Al-Mishri, affiliated with the Muslim Brotherhood in Libya, claims in more than one appearance that he is leading efforts to complete the elections in Libya. In addition, he pre-empted the expected negotiations with Parliament Speaker Ageela Saleh on the constitutional base. He did this by voting on controversial articles related to dual nationals and the candidacy of military personnel.
The HCS established an alternative opinion regarding the two articles that are the subject of disagreement with the House of Representatives (HoR). This prevented an agreement with it on the constitutional rule for the postponed elections since last year.
The HCS preempted discussions with the Parliament, with the Muslim Brotherhood standing behind it, in an attempt to impose a fait accompli. Consequently, the tension rose and the completion of the agreement on the constitutional basis was obstructed.
Observers say that the success of any negotiations between the Libyan parties depends on the Muslim Brotherhood’s disengagement efforts. Reaching a constitutional basis on which to build the political process is one of the basics for moving towards parliamentary and presidential elections. This is what the group does not want, except if it occurs on its conditions.
The former Spokesperson for the Libyan Presidential Council, Mohamed Al Salak, said that that the HCS is responsible for obstructing consensus on this file. Al Salak added that the HCS wants to impose rules that it was not granted with when it was formed, such as the nomination of military personnel and dual nationals.
Al Salak pointed out that the steps of the United Nations (UN) Envoy, Abdoulaye Bathily, on the Libyan scene are not yet clear, as he continues his tours and consultations.
The Muslim Brotherhood seeks to block any political agreement in Libya. It is working, through the leader of the organisation, Ali Al-Sallabi, and a member of the Libyan Political Dialogue Forum (LPDF), Ali Al-Dbaiba, to complete its plans. The most prominent of these schemes was the decision to elect the Head of the outgoing Government of National Unity (GNU), Abdelhamid Al-Dbaiba, by intimidating the Misrata militia participants and providing them with money to pass the organisation’s agenda at the LPDF in 2020.

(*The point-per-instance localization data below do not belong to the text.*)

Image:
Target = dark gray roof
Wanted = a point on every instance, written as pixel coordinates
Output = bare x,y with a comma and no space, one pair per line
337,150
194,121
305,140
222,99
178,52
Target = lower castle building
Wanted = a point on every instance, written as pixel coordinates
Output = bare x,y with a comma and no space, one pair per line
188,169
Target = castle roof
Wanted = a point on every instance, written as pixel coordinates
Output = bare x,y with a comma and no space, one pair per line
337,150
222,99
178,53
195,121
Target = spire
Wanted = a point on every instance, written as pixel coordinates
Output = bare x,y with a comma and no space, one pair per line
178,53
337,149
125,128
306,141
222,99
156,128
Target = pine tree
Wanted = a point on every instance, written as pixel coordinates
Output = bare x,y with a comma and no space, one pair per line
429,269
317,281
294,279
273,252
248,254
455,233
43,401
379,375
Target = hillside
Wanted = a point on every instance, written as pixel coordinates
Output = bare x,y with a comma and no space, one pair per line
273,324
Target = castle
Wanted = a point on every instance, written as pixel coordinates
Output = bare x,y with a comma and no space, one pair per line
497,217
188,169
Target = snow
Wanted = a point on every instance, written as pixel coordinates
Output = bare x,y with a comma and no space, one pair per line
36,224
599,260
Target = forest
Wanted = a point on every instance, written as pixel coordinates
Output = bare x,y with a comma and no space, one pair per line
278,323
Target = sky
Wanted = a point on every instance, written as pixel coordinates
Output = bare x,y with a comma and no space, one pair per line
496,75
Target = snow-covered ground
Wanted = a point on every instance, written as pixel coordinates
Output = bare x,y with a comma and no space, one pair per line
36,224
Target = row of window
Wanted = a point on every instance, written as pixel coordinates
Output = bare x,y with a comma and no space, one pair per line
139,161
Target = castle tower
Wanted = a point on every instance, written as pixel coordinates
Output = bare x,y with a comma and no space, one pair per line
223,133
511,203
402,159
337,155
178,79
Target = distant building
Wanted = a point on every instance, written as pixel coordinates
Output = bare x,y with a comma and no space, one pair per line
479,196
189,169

Over the years, the group has tried to consolidate its control over the Central Bank of Libya (CBL) and the GNU, not to mention its control over the HCS and the LPDF.
At the same time, Ali Al-Dbaiba, Ali Al-Sallabi, and Al-Siddiq Al-Kabir have had a partnership since 2011, through Ibrahim Al-Dbaiba, son of Ali Al-Dbaiba, former Director of the Organization Development of Administrative Centres Authority and the current Governor of the Central Bank of Libya (CBL), according to a report published by Companycheck website, which specialises in providing data on limited companies registered in the United Kingdom (UK).
The report stated that the Isand Company was registered under the number 07656370 in the name of the trio “Ali Al Dbaiba, Al Salabi and Al Kabir” in London on June 2nd, 2011, without providing clear information about the company’s activities and its capital.
The Muslim Brotherhood continues its attempts to obstruct the holding of elections, through its positions in the Justice and Construction Party, led by Muhammad Sawan, in addition to Nizar Kawan, who is a member of the LPDF, and others. All of this despite its decision in May 2012 to change its name to ‘Revival and Renewal’ group.
The matter was no more than a political manoeuvre within the framework of implementing the instructions of the Muslim Brotherhood, which seeks to improve its image. It aims to do this after the defection of the former Head of the Justice and Construction Party, the political arm of the organisation in Libya, and the establishment of the Democratic Party in August 2021, claiming that it would be far from the Muslim Brotherhood’s ideology.